Michael clenched his jaw and spat. “What does that mean for the U.S.?”
“We’re actually okay compared to them. So far, casualties are only about ten percent, but winter and disease will skyrocket that. Stuff we haven’t seen in a century or more, like plague and typhoid. Third World diseases, man. Cholera and worse. By the time it all settles out, the General’s estimates average out to seventy percent dead, globally. They think we’ll have ninety-seven million survivors, which is about what we had at the end of the first World War.”
Frank replied, “Nothing we can do about that, people. But Ethan, didn’t you once tell me it would take two years for us to order, import, and install the power grid’s big transformers? What happens to that with the rest of the world gone dark?”
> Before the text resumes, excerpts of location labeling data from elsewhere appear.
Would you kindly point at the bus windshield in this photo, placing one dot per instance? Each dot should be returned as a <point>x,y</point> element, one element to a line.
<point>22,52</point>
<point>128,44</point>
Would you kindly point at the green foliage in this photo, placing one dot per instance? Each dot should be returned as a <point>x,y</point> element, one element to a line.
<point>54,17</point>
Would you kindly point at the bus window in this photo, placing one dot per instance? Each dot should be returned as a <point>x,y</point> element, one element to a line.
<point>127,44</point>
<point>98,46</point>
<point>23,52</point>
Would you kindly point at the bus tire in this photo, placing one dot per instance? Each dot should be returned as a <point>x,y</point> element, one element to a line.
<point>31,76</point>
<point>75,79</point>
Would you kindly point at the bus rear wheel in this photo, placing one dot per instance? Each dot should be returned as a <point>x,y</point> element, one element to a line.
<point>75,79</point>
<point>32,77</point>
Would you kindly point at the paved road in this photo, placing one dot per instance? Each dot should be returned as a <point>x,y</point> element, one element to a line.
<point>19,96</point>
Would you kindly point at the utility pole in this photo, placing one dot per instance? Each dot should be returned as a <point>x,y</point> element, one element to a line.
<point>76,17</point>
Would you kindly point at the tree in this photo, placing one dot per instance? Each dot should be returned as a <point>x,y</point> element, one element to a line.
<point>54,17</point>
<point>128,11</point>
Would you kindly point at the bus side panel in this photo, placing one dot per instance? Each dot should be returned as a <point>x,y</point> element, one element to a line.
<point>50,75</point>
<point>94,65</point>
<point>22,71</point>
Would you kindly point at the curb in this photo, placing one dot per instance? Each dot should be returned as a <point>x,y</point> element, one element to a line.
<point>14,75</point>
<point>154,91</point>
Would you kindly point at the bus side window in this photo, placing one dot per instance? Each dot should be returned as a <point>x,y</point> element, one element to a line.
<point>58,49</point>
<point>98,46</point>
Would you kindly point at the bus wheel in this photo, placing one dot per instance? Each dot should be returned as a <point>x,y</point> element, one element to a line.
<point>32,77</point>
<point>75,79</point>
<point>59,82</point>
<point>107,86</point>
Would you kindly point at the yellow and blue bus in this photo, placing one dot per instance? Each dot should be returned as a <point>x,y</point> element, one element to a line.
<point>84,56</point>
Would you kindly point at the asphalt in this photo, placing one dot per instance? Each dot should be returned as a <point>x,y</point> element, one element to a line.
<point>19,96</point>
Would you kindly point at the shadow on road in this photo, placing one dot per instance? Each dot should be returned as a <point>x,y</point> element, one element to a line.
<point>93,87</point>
“LPTs, or Large Power Transformers.” Ethan nodded. “Yeah, they almost all had to be built overseas and shipped in, and the U.S. only had thirty or so rail cars even capable of transporting them. We threw away our own industrial base when the corporations went global. None of our railways are running again yet, but I’m sure the General will have steam engines running by springtime, if he can find any. But if not, who will build them? There might be a couple factories left that can make those beasts here in the U.S., and I imagine the General will make it a priority to occupy those locations. If we’re lucky, parts of the power grid will be up again in three years. By then, we’ll be a mostly rural nation with small, busy cities that are easy to control, if you see what I mean.” He was still scowling.